I’ve finally figured out why the map on the first version of the cover for The Escape Line was wrong. I couldn’t understand why the designer had included towns that were not part of Dutch-Paris’s routes. But I had made the mistake of assuming that the designer had based the cover on the photos and maps in the book or even read the book.

Then I saw the small promotional piece that a local librarian posted for a talk I gave in January. There was that same incorrect map. And this time I recognized it because the map was part of a commemorative stamp cover released in the 1980s. I’d seen it before in the Weidner archives and read quite a bit of correspondence about it. The commemorative stamps were part of a gambit of men who had not been part of Dutch-Paris to claim that they were actually the leaders of Dutch-Paris. A scandal ensued in the world of Dutch resisters, leading to the disgrace of the pretenders.
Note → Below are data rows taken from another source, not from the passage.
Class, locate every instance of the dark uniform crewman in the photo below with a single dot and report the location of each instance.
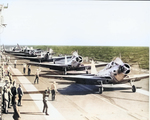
(14, 92)
(9, 94)
(53, 90)
(37, 76)
(20, 94)
(15, 62)
(45, 99)
(16, 114)
(5, 100)
(29, 69)
(24, 68)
Where on earth, I wondered, had a librarian in Michigan found this image? She told me she found it on google images and used it because it had a horizontal axis that fit into their web page better than the vertical photos I had sent her. Fair enough, and it does say Dutch-Paris on the image. Presumably the cover designer found that map the same way.

But this is the problem with relying on the internet for research. The image shows up because the commemorative cover is being offered for sale. That image says Dutch-Paris on it and the map is partially correct. But there’s no context with it. There’s no explanation of what Dutch-Paris was or who these people who signed the cover were. There’s certainly no commentary about the scandal the cover unleashed.

I’m not saying that the internet is not a useful tool. But it should be handled with care, and with skepticism.